Up to now, pharmaceutical researchers have been looking for ways to keep larger amounts of acetylcholine bathing brain cells. That’s the concept behind the current group of Alzheimer’s drugs such as Cognex, Aricept, Exelon and the newly approved Reminyl, all of which keep acetylcholine from breaking down and thus keep damaged cells working longer.

But the researchers who devised the gene therapy knew from experience that nerve growth factor can prevent the death of cholinergic cells. They also knew from Swedish studies that pumping nerve growth factor directly into the brain caused unpleasant side effects, including pain, weight loss and unwanted cell growth around the brain and spinal cord.

What they sought was a way to get nerve growth factor right where it could go to work, without exposing other brain cells to it.

They began taking cells culled through tissue biopsies and genetically engineering them in a test tube so they’d make the gene that instructs cells to produce nerve growth factor.
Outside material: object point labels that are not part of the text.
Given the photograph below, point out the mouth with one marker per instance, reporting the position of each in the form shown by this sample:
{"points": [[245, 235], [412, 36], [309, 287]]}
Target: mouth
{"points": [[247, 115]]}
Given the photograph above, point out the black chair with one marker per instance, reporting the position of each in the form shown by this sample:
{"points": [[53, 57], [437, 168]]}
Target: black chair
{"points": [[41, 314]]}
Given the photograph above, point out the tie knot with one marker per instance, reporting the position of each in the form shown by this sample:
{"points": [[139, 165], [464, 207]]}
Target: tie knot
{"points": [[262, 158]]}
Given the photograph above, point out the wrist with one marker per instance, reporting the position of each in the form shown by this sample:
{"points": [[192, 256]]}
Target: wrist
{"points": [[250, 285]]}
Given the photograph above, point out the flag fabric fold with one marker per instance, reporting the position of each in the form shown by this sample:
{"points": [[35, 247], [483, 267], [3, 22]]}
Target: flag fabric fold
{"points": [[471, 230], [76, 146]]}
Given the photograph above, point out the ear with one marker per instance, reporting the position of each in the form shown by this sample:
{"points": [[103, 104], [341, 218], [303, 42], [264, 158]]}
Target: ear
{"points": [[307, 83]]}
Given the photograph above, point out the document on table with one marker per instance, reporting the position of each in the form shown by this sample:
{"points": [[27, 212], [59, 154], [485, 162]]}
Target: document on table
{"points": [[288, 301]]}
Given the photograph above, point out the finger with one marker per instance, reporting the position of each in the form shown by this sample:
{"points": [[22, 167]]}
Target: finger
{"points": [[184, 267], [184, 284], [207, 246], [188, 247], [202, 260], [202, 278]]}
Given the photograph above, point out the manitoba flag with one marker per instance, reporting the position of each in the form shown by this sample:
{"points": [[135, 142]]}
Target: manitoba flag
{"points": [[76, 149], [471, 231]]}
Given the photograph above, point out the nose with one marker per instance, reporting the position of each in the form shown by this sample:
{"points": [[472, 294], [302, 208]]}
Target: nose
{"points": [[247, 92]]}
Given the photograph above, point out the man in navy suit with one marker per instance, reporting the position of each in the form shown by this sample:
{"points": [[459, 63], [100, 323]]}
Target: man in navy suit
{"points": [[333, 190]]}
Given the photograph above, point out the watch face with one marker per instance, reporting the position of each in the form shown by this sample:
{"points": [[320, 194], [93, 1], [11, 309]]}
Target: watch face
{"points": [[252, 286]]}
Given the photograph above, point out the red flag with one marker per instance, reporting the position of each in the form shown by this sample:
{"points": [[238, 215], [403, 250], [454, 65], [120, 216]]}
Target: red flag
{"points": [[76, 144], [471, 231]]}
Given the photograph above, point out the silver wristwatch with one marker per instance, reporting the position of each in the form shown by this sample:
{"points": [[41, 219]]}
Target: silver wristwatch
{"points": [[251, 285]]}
Then, they implanted those engineered cells in animals’ brains in the hopes they’d act as pumps for the growth factor--and continue to pump the chemical for extended periods. It worked.

In aging monkeys, shrunken brain cells became rejuvenated, and important connections to other parts of the brain were restored too. And in 200 monkey trials, there were no unwanted tumors or other dangerous effects.

In 1999, the FDA gave the go-ahead to human trials.

Although Alzheimer’s disease is most destructive during its middle stages, researchers designed the Phase I trial, meant to establish the safety of using the method, for early-stage patients who were otherwise healthy. In the early stage, Alzheimer’s patients have some short-term memory loss but have nearly normal ability to reason and understand--abilities researchers deemed important to obtaining informed consent.

“We thought it was essential on an ethical level that patients understand to what they were consenting,” Tuszynski said.

Khachaturian called stepping in early in the course of the disease “really good strategy.”

“Part of the problem with a lot of treatments with Alzheimer’s disease is we start fairly late in the disease process. One has to remember the disease starts maybe 10 to 20, as many as 40 years before we detect it,” he said.

So far, a second patient has been identified, but researchers are looking for six more candidates, preferably from Southern California.

Khachaturian said he saw the surgical implantation of genetically engineered cells as something that was impractical on a large scale but that might lead to novel therapies.

“I cannot see in the future doing thousands and thousands of surgeries as a treatment. One should look at this as a proof of . . . the concept that replacing this molecule, nerve growth factor, can have a therapeutic value. Once that’s done, there may be other strategies.”